Patients with NVAF may have other co-morbid conditions that require them to take chronic medications. Also, little is known about what chronic medications patients with NVAF take, and the likelihood that NVAF patients take chronic medications other than oral anticoagulants more than once per day, in the context of an NVAF population profile in a real world setting.

Study Objective

The objective of this study was to describe the demographic and clinical characteristics of patients with NVAF with at least one risk factor for stroke, and estimate the proportion of these patients that take chronic medications more than once per day.

Methods

Data Source

De-identified data for this study were obtained from the MarketScan® Commercial Claims and Encounters (MarketScan) database, constructed and maintained by Truven Health. The MarketScan database consists of reimbursed health care claims for employees, retirees, and their dependents of over 250 medium and large employers and health plans throughout the USA. These employers self-insure their enrollees through employer sponsored health plans. The MarketScan database includes claims information from more than 130 payers, and describes the healthcare service use and expenditures for approximately 97 million individuals per year. The database is divided into subsections, including inpatient claims, outpatient claims, outpatient prescription drug claims, and enrollment information. Claims data in each of the subsections contain a unique patient identifier (de-identified) and include information on patient age, gender, geographic location, and type of health plan. The study used de-identified data from 1 January 2008 through 30 September 2012.

Study Sample

Patients 18 years of age and older with at least two outpatient claims with a diagnosis of AF at least 30 days apart were identified using the International Classification of Disease, 9th Edition (ICD-9) code 427.31. Patients with any evidence of rheumatic mitral stenosis or a prosthetic heart valve (ICD-9 codes 394.4, 394.2, 396.0, 396.1, 396.8, 746.5, V42.2, or V43.3; or Current Procedural Terminology codes 33405, 33420, 33422, 33425, 33426, 33427, 33430, or 33496) were excluded.

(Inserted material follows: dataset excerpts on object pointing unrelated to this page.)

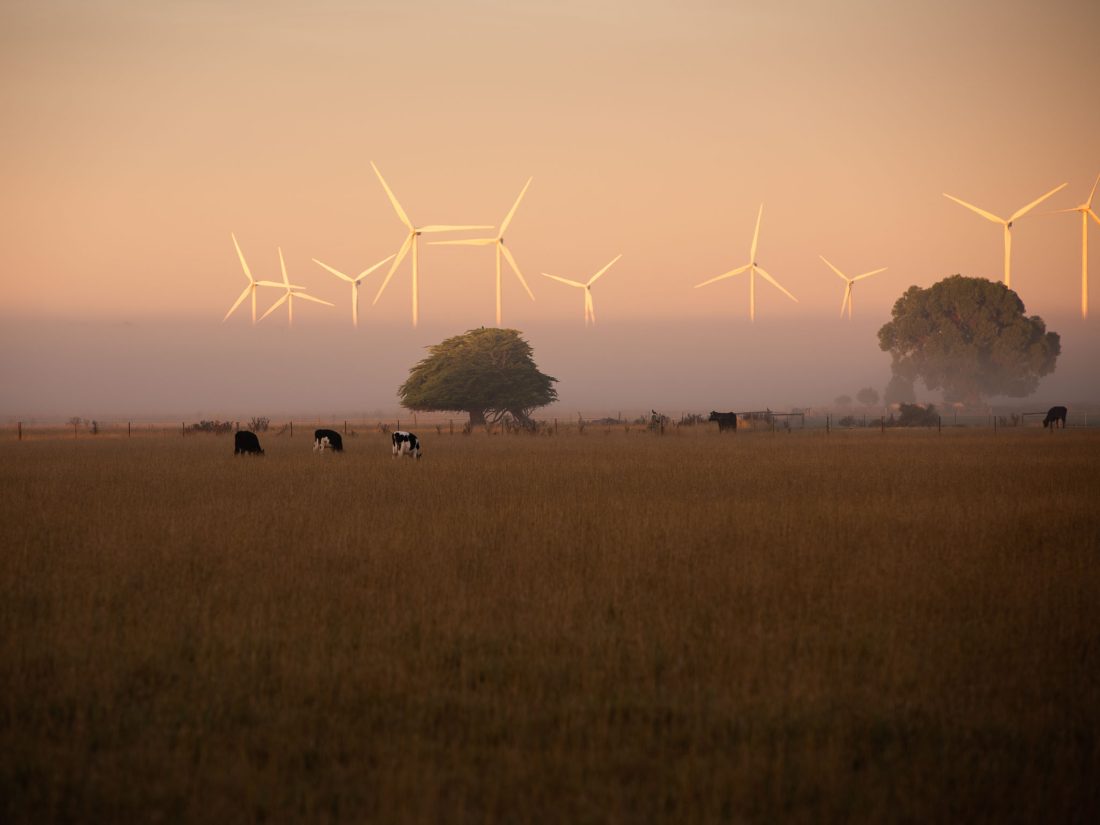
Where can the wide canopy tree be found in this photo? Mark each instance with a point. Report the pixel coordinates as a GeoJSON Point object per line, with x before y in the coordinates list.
{"type": "Point", "coordinates": [488, 373]}
{"type": "Point", "coordinates": [970, 338]}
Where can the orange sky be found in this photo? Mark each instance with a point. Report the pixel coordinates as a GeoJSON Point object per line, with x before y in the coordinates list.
{"type": "Point", "coordinates": [138, 135]}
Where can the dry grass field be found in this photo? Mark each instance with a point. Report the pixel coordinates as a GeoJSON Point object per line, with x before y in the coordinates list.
{"type": "Point", "coordinates": [759, 627]}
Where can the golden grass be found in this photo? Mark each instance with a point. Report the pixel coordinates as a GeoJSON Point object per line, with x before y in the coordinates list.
{"type": "Point", "coordinates": [582, 628]}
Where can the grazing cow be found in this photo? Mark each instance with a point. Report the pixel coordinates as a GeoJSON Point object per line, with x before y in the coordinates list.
{"type": "Point", "coordinates": [1053, 416]}
{"type": "Point", "coordinates": [406, 443]}
{"type": "Point", "coordinates": [726, 420]}
{"type": "Point", "coordinates": [245, 441]}
{"type": "Point", "coordinates": [328, 440]}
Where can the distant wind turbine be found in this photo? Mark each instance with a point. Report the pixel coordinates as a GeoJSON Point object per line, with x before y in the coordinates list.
{"type": "Point", "coordinates": [498, 242]}
{"type": "Point", "coordinates": [590, 309]}
{"type": "Point", "coordinates": [1086, 210]}
{"type": "Point", "coordinates": [292, 292]}
{"type": "Point", "coordinates": [410, 240]}
{"type": "Point", "coordinates": [752, 268]}
{"type": "Point", "coordinates": [251, 288]}
{"type": "Point", "coordinates": [849, 282]}
{"type": "Point", "coordinates": [354, 284]}
{"type": "Point", "coordinates": [1007, 222]}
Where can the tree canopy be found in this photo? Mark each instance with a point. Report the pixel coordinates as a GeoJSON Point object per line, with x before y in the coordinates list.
{"type": "Point", "coordinates": [488, 373]}
{"type": "Point", "coordinates": [970, 338]}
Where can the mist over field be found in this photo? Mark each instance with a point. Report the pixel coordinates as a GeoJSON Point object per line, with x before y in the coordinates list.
{"type": "Point", "coordinates": [322, 366]}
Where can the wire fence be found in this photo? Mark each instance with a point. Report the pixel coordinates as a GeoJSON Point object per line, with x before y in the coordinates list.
{"type": "Point", "coordinates": [748, 421]}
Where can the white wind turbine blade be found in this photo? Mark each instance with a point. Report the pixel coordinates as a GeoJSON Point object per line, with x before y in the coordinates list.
{"type": "Point", "coordinates": [776, 284]}
{"type": "Point", "coordinates": [507, 219]}
{"type": "Point", "coordinates": [238, 303]}
{"type": "Point", "coordinates": [564, 281]}
{"type": "Point", "coordinates": [244, 264]}
{"type": "Point", "coordinates": [468, 242]}
{"type": "Point", "coordinates": [393, 199]}
{"type": "Point", "coordinates": [282, 263]}
{"type": "Point", "coordinates": [369, 270]}
{"type": "Point", "coordinates": [729, 274]}
{"type": "Point", "coordinates": [756, 235]}
{"type": "Point", "coordinates": [868, 274]}
{"type": "Point", "coordinates": [276, 305]}
{"type": "Point", "coordinates": [839, 274]}
{"type": "Point", "coordinates": [1023, 210]}
{"type": "Point", "coordinates": [449, 228]}
{"type": "Point", "coordinates": [972, 208]}
{"type": "Point", "coordinates": [306, 296]}
{"type": "Point", "coordinates": [397, 262]}
{"type": "Point", "coordinates": [1088, 202]}
{"type": "Point", "coordinates": [515, 268]}
{"type": "Point", "coordinates": [334, 271]}
{"type": "Point", "coordinates": [598, 274]}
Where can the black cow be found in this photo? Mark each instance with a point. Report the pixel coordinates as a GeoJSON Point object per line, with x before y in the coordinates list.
{"type": "Point", "coordinates": [1053, 416]}
{"type": "Point", "coordinates": [406, 443]}
{"type": "Point", "coordinates": [328, 440]}
{"type": "Point", "coordinates": [245, 441]}
{"type": "Point", "coordinates": [726, 420]}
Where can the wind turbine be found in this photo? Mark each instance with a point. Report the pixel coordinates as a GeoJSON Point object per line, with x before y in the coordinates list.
{"type": "Point", "coordinates": [1086, 210]}
{"type": "Point", "coordinates": [251, 288]}
{"type": "Point", "coordinates": [498, 241]}
{"type": "Point", "coordinates": [410, 240]}
{"type": "Point", "coordinates": [849, 282]}
{"type": "Point", "coordinates": [1007, 222]}
{"type": "Point", "coordinates": [289, 295]}
{"type": "Point", "coordinates": [354, 284]}
{"type": "Point", "coordinates": [590, 309]}
{"type": "Point", "coordinates": [752, 270]}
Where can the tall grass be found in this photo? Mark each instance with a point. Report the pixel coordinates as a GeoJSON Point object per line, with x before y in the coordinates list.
{"type": "Point", "coordinates": [600, 627]}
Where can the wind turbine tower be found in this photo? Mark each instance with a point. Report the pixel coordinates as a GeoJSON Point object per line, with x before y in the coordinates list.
{"type": "Point", "coordinates": [752, 270]}
{"type": "Point", "coordinates": [1007, 222]}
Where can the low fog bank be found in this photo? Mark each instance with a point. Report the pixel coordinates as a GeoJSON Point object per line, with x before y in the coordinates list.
{"type": "Point", "coordinates": [176, 370]}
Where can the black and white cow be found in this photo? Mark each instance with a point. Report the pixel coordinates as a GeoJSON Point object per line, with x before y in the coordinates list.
{"type": "Point", "coordinates": [1053, 416]}
{"type": "Point", "coordinates": [406, 443]}
{"type": "Point", "coordinates": [726, 420]}
{"type": "Point", "coordinates": [327, 440]}
{"type": "Point", "coordinates": [245, 441]}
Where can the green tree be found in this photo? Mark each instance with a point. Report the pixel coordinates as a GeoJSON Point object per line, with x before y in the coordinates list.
{"type": "Point", "coordinates": [970, 338]}
{"type": "Point", "coordinates": [488, 373]}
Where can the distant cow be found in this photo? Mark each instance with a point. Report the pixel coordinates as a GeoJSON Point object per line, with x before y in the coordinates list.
{"type": "Point", "coordinates": [406, 443]}
{"type": "Point", "coordinates": [726, 420]}
{"type": "Point", "coordinates": [1053, 416]}
{"type": "Point", "coordinates": [328, 440]}
{"type": "Point", "coordinates": [245, 441]}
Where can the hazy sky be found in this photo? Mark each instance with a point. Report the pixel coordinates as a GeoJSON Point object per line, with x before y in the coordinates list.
{"type": "Point", "coordinates": [138, 135]}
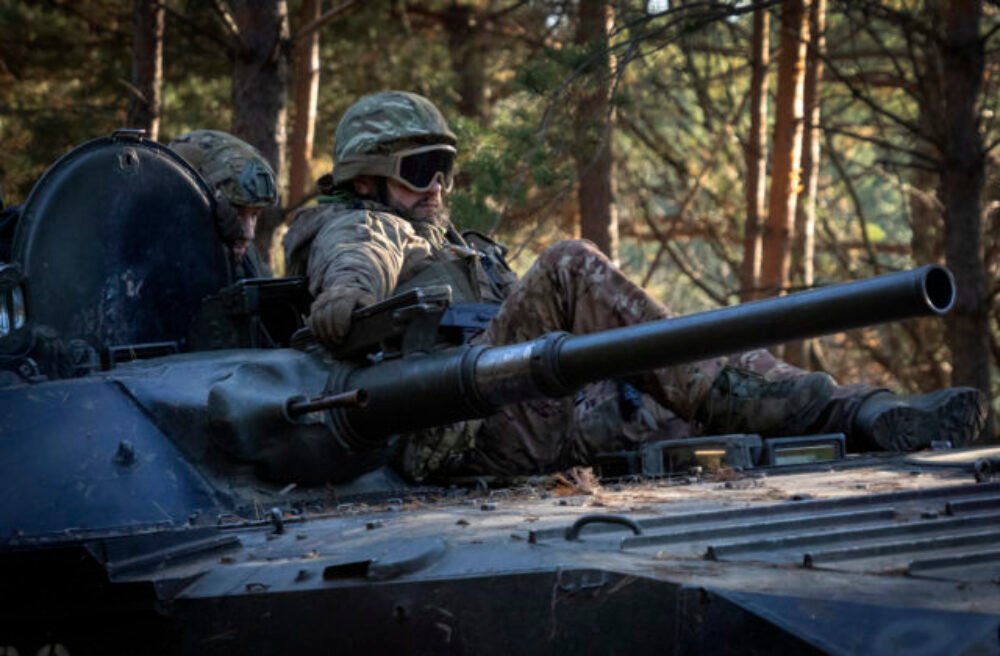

Finally, only patients with a CHADS2 score of at least 1 were included in the study sample.

Patients were identified in the MarketScan database as illustrated in Fig. 1. The identification period started on 1 July 2008 to ensure a 6 month baseline period and ended on 30 September 2011 to ensure at least 12 months of follow-up. The date of the first qualifying NVAF visit was defined as the study index date. The presence of co-morbid conditions was assessed during the 6 month baseline period, and use of chronic medications was tracked during the 12 month follow-up period. Patients were required to be continuously enrolled during the 18 month study period (Fig. 1).

Fig. 1
Identification period for the non-valvular atrial fibrillation (NVAF) study population

Study Design

For each medication prescribed to each patient (excluding oral anticoagulants), the total number of days supplied was determined by summing the days supply for each prescription for the medication during the follow-up period. Chronic medications were defined as those with at least 90 total days supply. The majority of non-oral prescription medications (e.g., topicals, creams, ointments, patches) were not included in this list of chronic medications. Oral medications that were also not included were analgesics, anti-infectives, laxatives, and other medications that could be used acutely or on an as needed basis, or for which the frequency of the maintenance medication may be different when prescribed for an acute indication. We also did not include over-the-counter drugs, such as aspirin, since use of these drugs cannot be reliably captured in claims data.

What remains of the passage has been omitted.